Friday, August 12, 2016

The protected and the unprotected

Peggy Noonan is the wisest opinionator we have. In Saturday's Wall Street Journal she ponders the disaster of Angela Merkel's decision to invite 800,000 immigrants to find new lives in Germany. (Of course twice that number came, and the vast majority have no intention of finding new lives. They simply brought their old lives with them.) Ms Noonan sees this as just another example of how our elites live in a world of their own, wholly insulated from those at the bottom who must live shoulder to shoulder with the newcomers:

Ms. Merkel had put the entire burden of a huge cultural change not on herself and those like her but on regular people who live closer to the edge, who do not have the resources to meet the burden, who have no particular protection or money or connections. Ms. Merkel, her cabinet and government, the media and cultural apparatus that lauded her decision were not in the least affected by it and likely never would be.
Nothing in their lives will get worse. The challenge of integrating different cultures, negotiating daily tensions, dealing with crime and extremism and fearfulness on the street—that was put on those with comparatively little, whom I’ve called the unprotected.

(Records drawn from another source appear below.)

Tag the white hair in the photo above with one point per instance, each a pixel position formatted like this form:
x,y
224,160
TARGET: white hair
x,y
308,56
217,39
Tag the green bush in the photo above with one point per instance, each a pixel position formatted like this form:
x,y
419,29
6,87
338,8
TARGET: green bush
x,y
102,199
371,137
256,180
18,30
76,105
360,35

They were left to struggle, not gradually and over the years but suddenly and in an air of ongoing crisis that shows no signs of ending—because nobody cares about them enough to stop it.

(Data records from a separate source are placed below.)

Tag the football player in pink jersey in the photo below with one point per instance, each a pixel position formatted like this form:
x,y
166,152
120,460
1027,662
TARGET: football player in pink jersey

For "Merkel" we can substitute Obama or Jeb or Hillary or Romney. They don't get it, and they presume to lecture the masses on right behavior. (The one image I will take away from the Obama presidency is that wagging forefinger.) Donald Trump and Bernie Sanders live magical lives as well, but something in each of them has turned the wagging finger into a shaken fist, directed at the powers that be. Thus the turmoil of our endless 2015-2016 presidential campaign.